Money Management Options
There are several options for money management that can be used when trading using the expert advisor.
Automatic Setting Lot
The lot size is set as a percentage of the Deposit. It means that the trader determines the possible loss he will receive if it was a safety Stop Loss order. Then, the trading robot will put the lot in the appropriate units.
The lot size that will be used in trading by the expert advisor will be indicated by the investor in the appropriate box. It is inconvenient because the settings need to be changed depending on the amount of funds in the account. The lot size should be calculated based on the size of the deposit.
The size of the first order in a series of orders
The algorithm which involves the opening of orders at a certain distance from each other set the size of the first transaction. The recommendations provided by the trading robot should be strictly followed.
Aside from having sound money management, one should also take into account that every expert advisor is going to experience a losing streak. Knowing this would help foresee and prepare when it happens. There is no knowing how long losing streak could last so it is essential to prepare to avoid the potential risk of wiping the account.

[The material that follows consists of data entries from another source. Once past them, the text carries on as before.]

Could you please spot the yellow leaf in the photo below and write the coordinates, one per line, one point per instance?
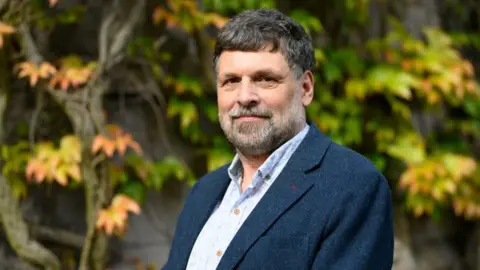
(61, 175)
(74, 172)
(6, 29)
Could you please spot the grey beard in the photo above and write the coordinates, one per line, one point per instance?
(265, 138)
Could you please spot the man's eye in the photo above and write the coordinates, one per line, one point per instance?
(267, 82)
(231, 81)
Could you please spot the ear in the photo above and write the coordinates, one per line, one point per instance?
(308, 87)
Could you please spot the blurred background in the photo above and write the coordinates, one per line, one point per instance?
(109, 116)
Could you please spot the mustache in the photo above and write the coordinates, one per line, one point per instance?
(242, 111)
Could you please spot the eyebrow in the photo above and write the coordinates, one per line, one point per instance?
(258, 73)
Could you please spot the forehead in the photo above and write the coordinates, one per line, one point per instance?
(246, 62)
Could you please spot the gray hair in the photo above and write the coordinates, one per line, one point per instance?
(255, 30)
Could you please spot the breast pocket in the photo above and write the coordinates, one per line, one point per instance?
(271, 252)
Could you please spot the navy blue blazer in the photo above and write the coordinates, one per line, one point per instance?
(330, 208)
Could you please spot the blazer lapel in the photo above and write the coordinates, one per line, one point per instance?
(287, 189)
(202, 206)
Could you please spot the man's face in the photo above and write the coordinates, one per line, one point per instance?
(260, 102)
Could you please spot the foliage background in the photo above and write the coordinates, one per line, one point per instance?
(395, 81)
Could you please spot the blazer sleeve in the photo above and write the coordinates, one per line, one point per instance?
(359, 233)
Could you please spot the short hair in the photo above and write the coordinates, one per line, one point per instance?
(255, 30)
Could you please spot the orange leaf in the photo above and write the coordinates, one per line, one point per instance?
(46, 70)
(110, 220)
(108, 147)
(6, 29)
(52, 2)
(61, 176)
(74, 172)
(122, 145)
(124, 203)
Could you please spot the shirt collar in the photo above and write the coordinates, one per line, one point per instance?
(265, 170)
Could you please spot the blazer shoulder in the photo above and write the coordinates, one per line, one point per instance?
(215, 174)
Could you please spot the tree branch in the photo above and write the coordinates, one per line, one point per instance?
(58, 236)
(205, 55)
(17, 231)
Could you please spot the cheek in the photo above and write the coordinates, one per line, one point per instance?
(224, 102)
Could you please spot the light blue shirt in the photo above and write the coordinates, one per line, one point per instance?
(235, 207)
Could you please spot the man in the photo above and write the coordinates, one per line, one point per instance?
(291, 198)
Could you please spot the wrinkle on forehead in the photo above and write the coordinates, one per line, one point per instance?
(247, 63)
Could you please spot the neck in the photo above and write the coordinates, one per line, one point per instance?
(250, 165)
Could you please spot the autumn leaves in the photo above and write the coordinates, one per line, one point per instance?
(61, 164)
(72, 72)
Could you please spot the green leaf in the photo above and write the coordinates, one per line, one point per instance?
(472, 107)
(408, 148)
(134, 190)
(18, 186)
(309, 22)
(356, 88)
(332, 72)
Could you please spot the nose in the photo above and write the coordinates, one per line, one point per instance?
(247, 95)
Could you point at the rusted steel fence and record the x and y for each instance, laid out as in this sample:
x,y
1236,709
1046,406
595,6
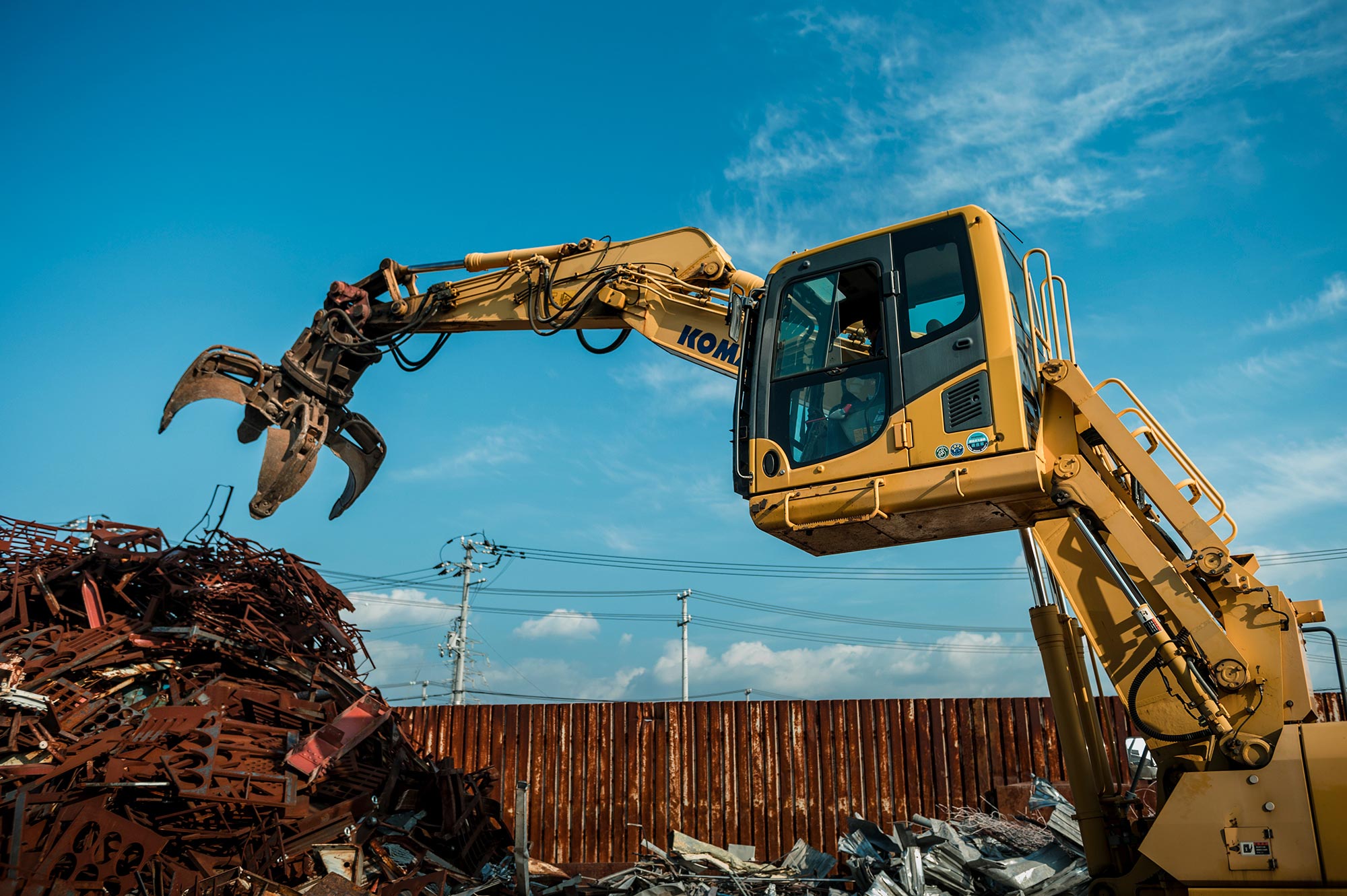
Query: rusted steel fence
x,y
605,776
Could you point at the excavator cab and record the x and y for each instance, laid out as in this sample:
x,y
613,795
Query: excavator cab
x,y
890,392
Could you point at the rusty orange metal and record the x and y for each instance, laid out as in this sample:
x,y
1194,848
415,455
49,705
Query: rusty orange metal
x,y
603,777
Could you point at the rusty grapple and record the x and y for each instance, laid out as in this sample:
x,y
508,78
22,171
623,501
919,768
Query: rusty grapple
x,y
301,404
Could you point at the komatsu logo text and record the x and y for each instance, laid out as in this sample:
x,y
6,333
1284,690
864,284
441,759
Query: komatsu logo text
x,y
707,343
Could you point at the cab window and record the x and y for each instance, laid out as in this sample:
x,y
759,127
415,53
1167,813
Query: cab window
x,y
832,386
934,300
830,320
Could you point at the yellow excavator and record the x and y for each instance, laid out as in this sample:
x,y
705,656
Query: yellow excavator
x,y
905,385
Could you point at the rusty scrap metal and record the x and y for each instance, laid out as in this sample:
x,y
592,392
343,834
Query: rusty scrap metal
x,y
191,719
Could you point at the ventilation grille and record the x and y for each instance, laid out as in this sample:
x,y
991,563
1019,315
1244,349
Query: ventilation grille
x,y
968,404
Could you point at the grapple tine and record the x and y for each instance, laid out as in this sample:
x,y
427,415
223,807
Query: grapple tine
x,y
289,458
301,404
362,448
220,372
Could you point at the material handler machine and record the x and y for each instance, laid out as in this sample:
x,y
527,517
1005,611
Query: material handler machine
x,y
905,385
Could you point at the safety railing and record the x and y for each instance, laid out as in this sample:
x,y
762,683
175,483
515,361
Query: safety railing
x,y
1045,324
1155,438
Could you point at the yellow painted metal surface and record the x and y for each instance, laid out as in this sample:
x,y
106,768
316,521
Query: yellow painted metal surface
x,y
1189,839
1326,767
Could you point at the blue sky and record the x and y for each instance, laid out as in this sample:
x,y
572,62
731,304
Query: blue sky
x,y
177,178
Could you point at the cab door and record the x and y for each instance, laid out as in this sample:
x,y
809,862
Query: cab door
x,y
941,335
829,386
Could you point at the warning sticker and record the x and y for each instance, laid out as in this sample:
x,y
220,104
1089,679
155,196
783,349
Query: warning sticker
x,y
1147,618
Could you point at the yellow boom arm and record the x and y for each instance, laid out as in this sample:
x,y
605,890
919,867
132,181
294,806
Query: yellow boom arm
x,y
678,288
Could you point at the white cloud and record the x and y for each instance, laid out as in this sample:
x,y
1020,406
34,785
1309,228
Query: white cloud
x,y
487,450
560,623
401,606
962,662
1290,481
1330,302
398,662
618,539
914,120
562,679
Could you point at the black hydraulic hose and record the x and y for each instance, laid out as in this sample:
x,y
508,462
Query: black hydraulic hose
x,y
1338,660
603,350
1152,665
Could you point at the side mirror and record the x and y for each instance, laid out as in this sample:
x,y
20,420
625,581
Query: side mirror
x,y
1140,755
740,307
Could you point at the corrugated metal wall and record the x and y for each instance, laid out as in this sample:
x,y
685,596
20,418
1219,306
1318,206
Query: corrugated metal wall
x,y
605,776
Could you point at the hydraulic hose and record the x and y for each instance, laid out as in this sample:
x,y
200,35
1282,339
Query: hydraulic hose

The risk of trading account size on any given trade should not exceed 2% in order for it to last for a long time. Profits and losses are always unpredictable. One may experience a very long losing streak and a very short winning streak; no one could tell. One could just have to make up for the losses it has.
Trading in a market as complex as Forex is like trading in the dark. No one could tell if you will earn a profit or completely lose on your account. There are various tips and strategies to refrain the loss from happening but still, it is a matter of proper preparation and decisions.